"Face to face, man to man." Trump's "alpha male" terrorism adviser loses it
Sebastian Gorka currently serves as Deputy Assistant to Donald Trump, advising him on terrorism issues, and is also a member of the national security advisor staff. Previously, Gorka was perhaps best known as an anti-Muslim conspiracy theorist who wrote for Steve Bannon’s Breitbart News. Apparently distressed by a series of critical tweets from terrorism expert […]

Sebastian Gorka currently serves as Deputy Assistant to Donald Trump, advising him on terrorism issues, and is also a member of the national security advisor staff. Previously, Gorka was perhaps best known as an anti-Muslim conspiracy theorist who wrote for Steve Bannon’s Breitbart News.
Apparently distressed by a series of critical tweets from terrorism expert Michael S. Smith II, Gorka called him on a personal phone line and lit into him. Smith told Newsweek, “I thought it was a prank. He began by threatening me with a lawsuit.”
Smith, who is a Republican, also told the magazine, “In effect, he was threatening to entangle me in a legal battle for voicing my concerns on Twitter that he does not possess expertise sufficient to assist the president of the United States with formulating and guiding national security policies.”
Smith recorded the call, during which Gorka asked, “Why is this vitriol popping out of you, every day now?” He added, “I look at your Twitter feed once or twice a day and it’s half a dozen tweets about me, and I’ve never even met you.”
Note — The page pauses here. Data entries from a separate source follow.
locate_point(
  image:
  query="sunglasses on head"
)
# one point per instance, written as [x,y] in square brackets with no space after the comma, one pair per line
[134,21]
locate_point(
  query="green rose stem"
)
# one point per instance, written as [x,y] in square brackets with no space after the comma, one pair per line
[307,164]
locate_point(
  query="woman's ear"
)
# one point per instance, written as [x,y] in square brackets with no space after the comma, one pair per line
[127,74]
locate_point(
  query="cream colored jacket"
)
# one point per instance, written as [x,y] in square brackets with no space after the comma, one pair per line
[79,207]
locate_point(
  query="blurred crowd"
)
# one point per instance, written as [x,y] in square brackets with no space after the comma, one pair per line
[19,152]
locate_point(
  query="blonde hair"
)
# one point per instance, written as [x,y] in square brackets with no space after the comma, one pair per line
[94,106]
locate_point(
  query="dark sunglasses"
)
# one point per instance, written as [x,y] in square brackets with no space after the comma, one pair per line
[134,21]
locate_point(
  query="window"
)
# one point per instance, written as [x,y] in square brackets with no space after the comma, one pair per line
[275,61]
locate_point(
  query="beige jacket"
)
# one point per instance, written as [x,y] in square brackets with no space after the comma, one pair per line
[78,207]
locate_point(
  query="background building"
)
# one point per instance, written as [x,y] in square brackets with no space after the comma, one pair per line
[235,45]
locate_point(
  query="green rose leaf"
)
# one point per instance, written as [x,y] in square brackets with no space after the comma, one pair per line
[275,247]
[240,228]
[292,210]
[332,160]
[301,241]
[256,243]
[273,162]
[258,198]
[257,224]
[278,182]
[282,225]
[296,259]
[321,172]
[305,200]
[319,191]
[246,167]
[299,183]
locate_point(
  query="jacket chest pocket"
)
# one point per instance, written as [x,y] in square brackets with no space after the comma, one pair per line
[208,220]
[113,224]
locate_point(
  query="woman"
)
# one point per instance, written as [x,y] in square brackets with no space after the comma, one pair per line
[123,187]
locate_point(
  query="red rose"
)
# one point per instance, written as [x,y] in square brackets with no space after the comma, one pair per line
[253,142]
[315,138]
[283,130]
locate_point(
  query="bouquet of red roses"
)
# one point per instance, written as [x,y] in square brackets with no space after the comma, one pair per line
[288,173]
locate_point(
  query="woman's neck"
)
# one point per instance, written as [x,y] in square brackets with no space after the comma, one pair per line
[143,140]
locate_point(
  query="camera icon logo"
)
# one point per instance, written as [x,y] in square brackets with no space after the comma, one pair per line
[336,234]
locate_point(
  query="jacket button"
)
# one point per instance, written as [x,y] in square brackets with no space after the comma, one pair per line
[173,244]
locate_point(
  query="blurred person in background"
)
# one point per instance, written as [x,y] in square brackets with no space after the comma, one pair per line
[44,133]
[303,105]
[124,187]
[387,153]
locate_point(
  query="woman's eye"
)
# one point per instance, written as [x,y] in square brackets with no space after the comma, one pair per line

Gorka also told Smith multiple times that he wanted Smith to visit him at the White House so they could settle their differences “face to face, man to man” — an offer Gorka later rescinded due to what he described as “continued disparaging Tweets against not only myself but the administration and the President.”
This behavior is in line with previous, strangely aggressive rhetoric that Gorka has used before. Appearing in December with Fox News’ Sean Hannity, Gorka said that after Trump’s inauguration “the era of the pajama boy is over” and “the alpha males are back,” signaling a return to a more aggressive foreign policy on Trump’s behalf.
Gorka has been repeatedly criticized by experts in the terrorism field. Cindy Storer, a former CIA analyst, told the Washington Post, “He thinks the government and intelligence agencies don’t know anything about radicalization, but the government knows a lot and thinks he’s nuts.”
One of the key concerns about Gorka’s views is that he believes that terrorism is rooted in Islam, and has said that “martial” parts of the Koran predispose some Muslims to acts of terror. Omid Safi, a professor of Middle Eastern studies at Duke University, told the Post that Gorka’s rhetoric is “dangerous” and “is music to the ears of [the Islamic State].”
Business Insider reported that “several national-security experts questioned Gorka’s credibility in their field, saying he is often dismissed as an outspoken conservative pundit who lacks the chops to serve in the highest levels of the White House advising on national-security policy.”
And this is not the first odd episode in Gorka’s history: Last year, he was arrested while attempting to get a 9mm gun onto an airplane, and was stopped when the gun was detected by a TSA x-ray machine.
And this is a man who is advising the president on issues related to terrorism and national security.